Although I penned that sketchy synopsis, you could have discovered one for yourself online; but what a book-jacket can’t convey as well is how Doerr’s writing draws you in, as if you are a fly caught in an intricate web. There are threads which lead you further and further into the centre of the story, nothing is insignificant, no details are wasted, until everything pulls together into a tight pattern. Doerr evokes the magic of childhood imagination as Etienne flies with Marie-Laure on the Magical Couch, the courage of resistance as Mme Manec joins with other Malouins to undermine the enemy, the pull of the sea, humour, comradeship and so much more.

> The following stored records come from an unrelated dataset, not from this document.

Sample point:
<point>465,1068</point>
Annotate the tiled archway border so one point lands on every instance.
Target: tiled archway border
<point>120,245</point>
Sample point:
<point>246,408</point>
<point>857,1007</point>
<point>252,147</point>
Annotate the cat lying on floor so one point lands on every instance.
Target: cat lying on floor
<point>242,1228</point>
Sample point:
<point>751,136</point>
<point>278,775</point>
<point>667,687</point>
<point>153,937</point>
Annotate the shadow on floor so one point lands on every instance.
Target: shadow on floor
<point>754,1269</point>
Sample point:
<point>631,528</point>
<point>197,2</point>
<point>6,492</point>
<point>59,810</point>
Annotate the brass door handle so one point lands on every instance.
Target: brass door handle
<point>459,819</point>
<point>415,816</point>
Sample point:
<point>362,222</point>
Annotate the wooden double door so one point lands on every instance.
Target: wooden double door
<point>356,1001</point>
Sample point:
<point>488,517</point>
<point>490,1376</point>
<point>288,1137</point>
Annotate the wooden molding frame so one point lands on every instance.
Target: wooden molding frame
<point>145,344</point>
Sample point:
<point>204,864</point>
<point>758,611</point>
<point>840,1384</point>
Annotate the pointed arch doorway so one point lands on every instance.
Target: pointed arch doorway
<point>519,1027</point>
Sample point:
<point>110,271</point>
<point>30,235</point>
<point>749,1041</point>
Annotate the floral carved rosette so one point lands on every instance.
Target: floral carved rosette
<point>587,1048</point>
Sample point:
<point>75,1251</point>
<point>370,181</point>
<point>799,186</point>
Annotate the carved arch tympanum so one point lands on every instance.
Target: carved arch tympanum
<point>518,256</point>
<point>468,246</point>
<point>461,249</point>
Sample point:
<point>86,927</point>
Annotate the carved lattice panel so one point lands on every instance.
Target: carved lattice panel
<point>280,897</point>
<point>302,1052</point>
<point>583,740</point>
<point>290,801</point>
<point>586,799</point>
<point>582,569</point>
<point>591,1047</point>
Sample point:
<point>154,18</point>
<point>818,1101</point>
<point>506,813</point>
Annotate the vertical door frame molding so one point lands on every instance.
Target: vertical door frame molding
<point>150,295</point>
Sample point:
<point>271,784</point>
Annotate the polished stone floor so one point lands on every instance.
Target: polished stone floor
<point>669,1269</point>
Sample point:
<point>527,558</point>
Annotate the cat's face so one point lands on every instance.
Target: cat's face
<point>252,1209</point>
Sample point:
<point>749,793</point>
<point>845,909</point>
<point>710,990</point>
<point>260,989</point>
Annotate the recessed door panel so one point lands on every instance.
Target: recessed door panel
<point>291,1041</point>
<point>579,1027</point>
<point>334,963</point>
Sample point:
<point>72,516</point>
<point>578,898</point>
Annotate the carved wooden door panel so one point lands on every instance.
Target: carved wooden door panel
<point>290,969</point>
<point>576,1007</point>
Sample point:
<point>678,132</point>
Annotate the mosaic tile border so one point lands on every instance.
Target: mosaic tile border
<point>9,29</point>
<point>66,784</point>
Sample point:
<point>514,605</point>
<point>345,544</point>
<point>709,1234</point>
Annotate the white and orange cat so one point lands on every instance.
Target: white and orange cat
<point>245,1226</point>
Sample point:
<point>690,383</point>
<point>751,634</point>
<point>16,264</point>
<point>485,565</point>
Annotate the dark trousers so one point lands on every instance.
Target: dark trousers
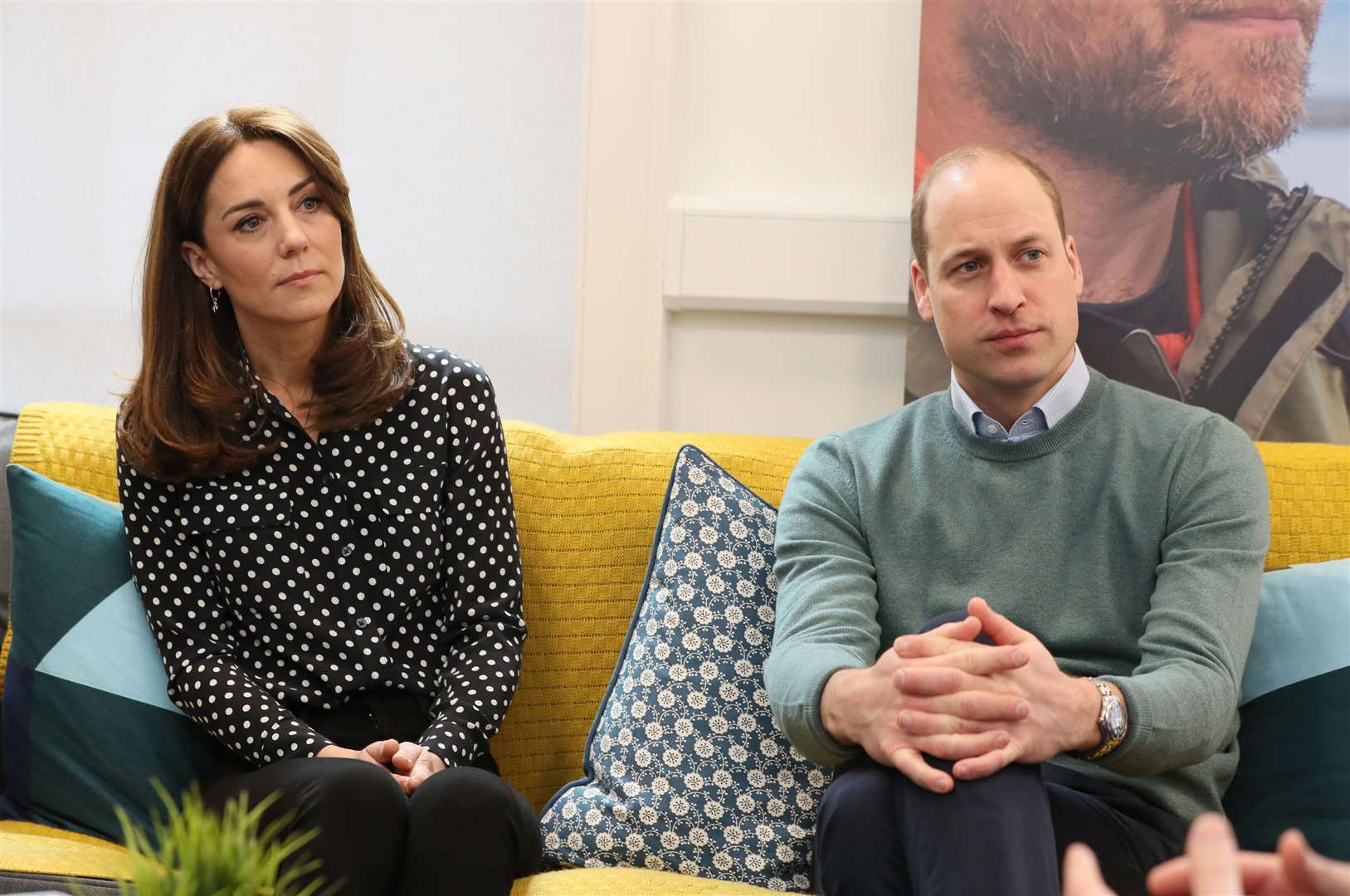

And what about the title? What are the lights we cannot see? Both Marie-Laure and Werner find themselves trapped in darkness but are inspired and courageous nevertheless. The beacons which guide them through the blackness cannot be seen, but still shine brightly; love, hope, friendship, belief, bravery – all of these can lead us out of the gloom.

Writing about this book has focused my mind more carefully on what I am doing here on this blog than probably any of  the other works I have reviewed. If you want to know what a book is about, probably best to look on Waterstones website and read a synopsis, but if you are looking for a recommendation for a book you might enjoy – read this one!